The first part of the talk will describe a mechanism that captures the implicit *Regularization Effect of SGD*. We show that it depends on the Fisher Information Matrix and replicate SGD’s implicit regularization effect with an explicit form.
We will then delve into OOD generalization where we demonstrate that the difference in performance of deep models on in-domain validation sets and distribution-shifted test sets varies in a chaotic manner during training using ERM. This leads to poor model selection when using in-domain validation data for early stopping, and makes the trained model unreliable. We discuss this problem and propose *Model Averaging* as an approach of mitigation, leading to state-of-the-art performance on the DomainBed benchmark. I will conclude with a preview of my future research directions in the broad area of OOD generalization.
I am currently a senior research scientist at Salesforce AI Research. Prior to this, I was a postdoc at Mila with Prof. Yoshua Bengio. I received my PhD and M.S. degrees in Computer Science and Engineering from University at Buffalo, and B.S. degree in Electrical Engineering from IIT-BHU, India.

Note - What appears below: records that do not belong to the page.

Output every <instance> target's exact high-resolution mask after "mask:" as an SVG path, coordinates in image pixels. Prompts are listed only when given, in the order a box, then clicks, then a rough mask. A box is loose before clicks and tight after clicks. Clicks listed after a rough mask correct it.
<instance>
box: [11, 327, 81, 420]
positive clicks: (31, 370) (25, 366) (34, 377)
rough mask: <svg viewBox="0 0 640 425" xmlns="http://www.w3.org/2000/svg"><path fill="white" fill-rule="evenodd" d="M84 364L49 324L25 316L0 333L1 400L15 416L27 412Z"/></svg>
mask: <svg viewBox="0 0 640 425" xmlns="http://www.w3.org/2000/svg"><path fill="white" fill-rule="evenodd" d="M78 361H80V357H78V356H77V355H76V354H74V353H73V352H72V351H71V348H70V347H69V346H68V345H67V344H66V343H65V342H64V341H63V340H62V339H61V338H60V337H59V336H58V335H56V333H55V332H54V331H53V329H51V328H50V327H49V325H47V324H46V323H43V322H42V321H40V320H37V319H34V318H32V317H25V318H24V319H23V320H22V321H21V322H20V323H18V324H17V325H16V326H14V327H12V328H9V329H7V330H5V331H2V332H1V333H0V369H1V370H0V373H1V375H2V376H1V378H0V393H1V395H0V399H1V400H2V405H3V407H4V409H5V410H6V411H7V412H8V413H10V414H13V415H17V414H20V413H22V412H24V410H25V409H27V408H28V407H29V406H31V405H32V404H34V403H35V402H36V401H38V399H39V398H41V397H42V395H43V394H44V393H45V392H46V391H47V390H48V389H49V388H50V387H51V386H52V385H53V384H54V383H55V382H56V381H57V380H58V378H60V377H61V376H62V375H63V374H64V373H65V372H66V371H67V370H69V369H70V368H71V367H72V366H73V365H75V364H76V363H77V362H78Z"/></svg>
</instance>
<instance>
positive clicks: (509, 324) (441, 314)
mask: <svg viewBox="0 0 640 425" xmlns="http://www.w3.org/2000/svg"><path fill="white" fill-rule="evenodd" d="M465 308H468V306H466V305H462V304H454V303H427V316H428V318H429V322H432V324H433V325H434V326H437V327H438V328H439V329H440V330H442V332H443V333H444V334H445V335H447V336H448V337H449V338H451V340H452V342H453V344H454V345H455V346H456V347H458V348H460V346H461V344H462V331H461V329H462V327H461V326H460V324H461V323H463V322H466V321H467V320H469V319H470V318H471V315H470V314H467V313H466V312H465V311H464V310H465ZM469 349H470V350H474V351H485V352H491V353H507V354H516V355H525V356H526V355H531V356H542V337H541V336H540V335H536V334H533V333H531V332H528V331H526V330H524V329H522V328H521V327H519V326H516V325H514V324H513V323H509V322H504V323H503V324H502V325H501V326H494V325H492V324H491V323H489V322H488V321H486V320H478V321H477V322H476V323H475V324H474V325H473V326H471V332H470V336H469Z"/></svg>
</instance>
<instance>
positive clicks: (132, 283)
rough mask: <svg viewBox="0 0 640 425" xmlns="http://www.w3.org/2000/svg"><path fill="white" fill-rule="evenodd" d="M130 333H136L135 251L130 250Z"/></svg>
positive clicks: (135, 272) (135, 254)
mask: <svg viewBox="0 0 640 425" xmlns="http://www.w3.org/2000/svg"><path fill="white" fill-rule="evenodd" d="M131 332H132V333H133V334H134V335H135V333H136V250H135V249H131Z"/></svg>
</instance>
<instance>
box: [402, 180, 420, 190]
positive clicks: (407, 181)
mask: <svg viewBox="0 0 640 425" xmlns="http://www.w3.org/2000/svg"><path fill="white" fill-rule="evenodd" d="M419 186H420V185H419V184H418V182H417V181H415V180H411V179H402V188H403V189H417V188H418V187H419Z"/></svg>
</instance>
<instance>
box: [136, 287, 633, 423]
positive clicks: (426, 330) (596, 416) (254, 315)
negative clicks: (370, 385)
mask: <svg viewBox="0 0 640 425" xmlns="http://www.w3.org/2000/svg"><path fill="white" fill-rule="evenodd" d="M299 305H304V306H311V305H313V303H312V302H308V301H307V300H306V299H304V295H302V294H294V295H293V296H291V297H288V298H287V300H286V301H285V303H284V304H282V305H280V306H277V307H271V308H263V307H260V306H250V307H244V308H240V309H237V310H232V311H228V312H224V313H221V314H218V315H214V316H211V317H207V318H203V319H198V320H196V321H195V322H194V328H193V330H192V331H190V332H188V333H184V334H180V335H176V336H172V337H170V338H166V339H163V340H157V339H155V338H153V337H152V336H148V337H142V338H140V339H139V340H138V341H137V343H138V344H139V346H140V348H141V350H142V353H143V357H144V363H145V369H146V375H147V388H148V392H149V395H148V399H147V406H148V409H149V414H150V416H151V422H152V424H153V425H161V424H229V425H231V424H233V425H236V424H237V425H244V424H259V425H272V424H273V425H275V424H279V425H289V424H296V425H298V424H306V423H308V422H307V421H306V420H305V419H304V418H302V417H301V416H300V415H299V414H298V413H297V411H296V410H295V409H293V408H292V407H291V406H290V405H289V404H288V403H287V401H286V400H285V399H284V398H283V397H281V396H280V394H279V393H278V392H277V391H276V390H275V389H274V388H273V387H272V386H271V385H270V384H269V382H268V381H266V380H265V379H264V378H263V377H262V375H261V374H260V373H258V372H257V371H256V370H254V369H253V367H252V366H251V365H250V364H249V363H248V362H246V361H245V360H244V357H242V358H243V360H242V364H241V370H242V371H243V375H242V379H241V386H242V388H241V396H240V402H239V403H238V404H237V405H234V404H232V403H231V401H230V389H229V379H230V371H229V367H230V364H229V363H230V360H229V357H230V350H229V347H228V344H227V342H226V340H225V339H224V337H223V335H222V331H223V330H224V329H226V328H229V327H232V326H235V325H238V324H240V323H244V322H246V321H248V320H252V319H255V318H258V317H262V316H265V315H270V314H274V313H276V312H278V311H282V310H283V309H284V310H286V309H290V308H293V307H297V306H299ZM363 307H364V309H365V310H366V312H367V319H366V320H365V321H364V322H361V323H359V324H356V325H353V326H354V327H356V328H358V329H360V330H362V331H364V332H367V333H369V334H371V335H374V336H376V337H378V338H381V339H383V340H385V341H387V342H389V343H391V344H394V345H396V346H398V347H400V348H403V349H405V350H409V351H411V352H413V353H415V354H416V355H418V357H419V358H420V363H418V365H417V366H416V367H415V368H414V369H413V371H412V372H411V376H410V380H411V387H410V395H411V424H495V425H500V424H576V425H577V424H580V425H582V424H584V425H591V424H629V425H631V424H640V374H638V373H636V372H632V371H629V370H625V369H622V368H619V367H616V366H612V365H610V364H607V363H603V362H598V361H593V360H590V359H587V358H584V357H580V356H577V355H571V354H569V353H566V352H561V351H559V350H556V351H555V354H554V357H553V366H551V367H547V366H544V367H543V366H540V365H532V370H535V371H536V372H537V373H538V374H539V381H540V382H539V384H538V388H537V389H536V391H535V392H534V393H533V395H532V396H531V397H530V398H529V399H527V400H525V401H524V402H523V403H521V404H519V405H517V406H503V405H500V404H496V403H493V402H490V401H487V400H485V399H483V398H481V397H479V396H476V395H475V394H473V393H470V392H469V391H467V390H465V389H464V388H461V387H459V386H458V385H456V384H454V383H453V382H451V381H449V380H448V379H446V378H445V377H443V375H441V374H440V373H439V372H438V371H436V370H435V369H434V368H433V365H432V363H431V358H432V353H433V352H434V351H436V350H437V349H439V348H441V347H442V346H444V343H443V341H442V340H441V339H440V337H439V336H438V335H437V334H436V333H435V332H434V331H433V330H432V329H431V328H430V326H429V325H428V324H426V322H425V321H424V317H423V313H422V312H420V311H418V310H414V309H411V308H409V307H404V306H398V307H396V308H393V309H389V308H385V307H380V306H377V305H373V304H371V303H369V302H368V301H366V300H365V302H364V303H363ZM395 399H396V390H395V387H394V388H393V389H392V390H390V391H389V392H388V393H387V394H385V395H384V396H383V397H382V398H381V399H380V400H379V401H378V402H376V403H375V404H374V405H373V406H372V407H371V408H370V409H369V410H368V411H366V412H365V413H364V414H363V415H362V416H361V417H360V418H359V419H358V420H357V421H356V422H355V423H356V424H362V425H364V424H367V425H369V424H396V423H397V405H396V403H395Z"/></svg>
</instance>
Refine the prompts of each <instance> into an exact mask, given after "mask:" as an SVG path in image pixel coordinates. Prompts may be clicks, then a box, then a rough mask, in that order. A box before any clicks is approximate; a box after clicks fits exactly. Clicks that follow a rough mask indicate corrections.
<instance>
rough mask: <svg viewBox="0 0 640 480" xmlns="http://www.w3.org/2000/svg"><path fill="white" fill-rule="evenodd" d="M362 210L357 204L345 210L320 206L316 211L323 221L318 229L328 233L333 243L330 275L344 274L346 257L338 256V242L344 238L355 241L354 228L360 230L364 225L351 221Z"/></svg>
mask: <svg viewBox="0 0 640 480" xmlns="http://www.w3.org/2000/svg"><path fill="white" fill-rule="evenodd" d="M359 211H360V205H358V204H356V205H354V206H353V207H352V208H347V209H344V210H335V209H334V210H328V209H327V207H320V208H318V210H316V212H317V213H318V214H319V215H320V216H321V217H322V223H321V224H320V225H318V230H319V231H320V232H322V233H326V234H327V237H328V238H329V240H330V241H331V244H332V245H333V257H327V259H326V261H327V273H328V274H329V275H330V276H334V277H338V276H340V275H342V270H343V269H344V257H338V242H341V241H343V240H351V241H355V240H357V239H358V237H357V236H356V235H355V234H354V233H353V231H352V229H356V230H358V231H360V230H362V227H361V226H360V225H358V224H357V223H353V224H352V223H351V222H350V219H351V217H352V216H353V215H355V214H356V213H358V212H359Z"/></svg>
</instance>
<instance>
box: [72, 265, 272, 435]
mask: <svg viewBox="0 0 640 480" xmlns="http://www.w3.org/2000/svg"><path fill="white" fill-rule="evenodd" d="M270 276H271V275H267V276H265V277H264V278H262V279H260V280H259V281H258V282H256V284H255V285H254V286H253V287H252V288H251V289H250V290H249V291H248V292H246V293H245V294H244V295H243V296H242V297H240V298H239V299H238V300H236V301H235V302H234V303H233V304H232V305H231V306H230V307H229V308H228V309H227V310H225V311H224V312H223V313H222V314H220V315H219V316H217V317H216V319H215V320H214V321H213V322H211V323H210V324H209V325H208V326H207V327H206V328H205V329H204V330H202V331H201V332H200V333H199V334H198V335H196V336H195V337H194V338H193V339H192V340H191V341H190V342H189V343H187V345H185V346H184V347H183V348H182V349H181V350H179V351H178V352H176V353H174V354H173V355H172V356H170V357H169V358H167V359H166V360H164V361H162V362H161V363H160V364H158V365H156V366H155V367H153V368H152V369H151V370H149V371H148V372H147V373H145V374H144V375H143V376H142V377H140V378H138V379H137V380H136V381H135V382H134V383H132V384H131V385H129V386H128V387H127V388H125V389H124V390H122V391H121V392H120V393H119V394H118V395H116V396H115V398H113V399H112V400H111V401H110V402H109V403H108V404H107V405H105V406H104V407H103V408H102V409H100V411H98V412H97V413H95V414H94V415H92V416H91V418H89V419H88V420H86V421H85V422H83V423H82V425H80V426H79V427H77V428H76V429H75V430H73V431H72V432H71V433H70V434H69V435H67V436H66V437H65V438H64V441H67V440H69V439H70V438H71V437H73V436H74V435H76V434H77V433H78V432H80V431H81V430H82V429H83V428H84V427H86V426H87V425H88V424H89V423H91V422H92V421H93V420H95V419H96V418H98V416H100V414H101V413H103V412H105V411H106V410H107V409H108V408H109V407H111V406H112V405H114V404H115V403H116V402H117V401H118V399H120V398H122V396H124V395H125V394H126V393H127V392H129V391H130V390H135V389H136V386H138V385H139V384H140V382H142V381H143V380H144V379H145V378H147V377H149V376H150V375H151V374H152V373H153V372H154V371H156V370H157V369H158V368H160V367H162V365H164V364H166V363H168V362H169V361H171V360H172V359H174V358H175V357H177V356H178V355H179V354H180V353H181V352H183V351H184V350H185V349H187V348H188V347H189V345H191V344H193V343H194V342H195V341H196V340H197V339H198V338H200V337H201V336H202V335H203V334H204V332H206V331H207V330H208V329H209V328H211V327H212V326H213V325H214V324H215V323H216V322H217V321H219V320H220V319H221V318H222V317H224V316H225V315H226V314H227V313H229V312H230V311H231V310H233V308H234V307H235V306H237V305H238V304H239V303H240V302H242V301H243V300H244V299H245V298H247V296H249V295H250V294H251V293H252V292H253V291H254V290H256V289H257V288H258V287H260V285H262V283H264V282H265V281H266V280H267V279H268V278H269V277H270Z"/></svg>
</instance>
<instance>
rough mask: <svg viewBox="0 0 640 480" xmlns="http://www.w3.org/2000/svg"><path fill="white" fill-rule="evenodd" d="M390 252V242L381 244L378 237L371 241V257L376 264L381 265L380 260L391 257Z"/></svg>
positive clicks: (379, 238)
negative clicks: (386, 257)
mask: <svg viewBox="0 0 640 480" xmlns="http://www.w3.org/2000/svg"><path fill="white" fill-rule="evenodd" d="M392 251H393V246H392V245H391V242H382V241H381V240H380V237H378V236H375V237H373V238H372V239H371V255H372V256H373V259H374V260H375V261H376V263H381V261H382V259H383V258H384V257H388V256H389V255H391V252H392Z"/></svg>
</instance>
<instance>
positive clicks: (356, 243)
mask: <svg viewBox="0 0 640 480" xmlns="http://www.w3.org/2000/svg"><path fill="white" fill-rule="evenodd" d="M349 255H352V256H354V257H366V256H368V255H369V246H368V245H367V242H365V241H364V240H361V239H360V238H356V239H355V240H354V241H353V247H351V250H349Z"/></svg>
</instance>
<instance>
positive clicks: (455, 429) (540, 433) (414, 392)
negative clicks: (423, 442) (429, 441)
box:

I am interested in representation learning analysis and algorithms for supervised/self-supervised learning, generative modeling, and more recently out of distribution generalization. My interest also lies at the intersection of optimization and generalization in deep learning, specifically, aspects of deep learning optimization that improve generalization. I have recently also worked on time series analytics in which I designed deep learning algorithms for forecasting and anomaly detection. I am currently developing a toolbox for causal discovery for tabular and time series data, as well as conducting research in this area.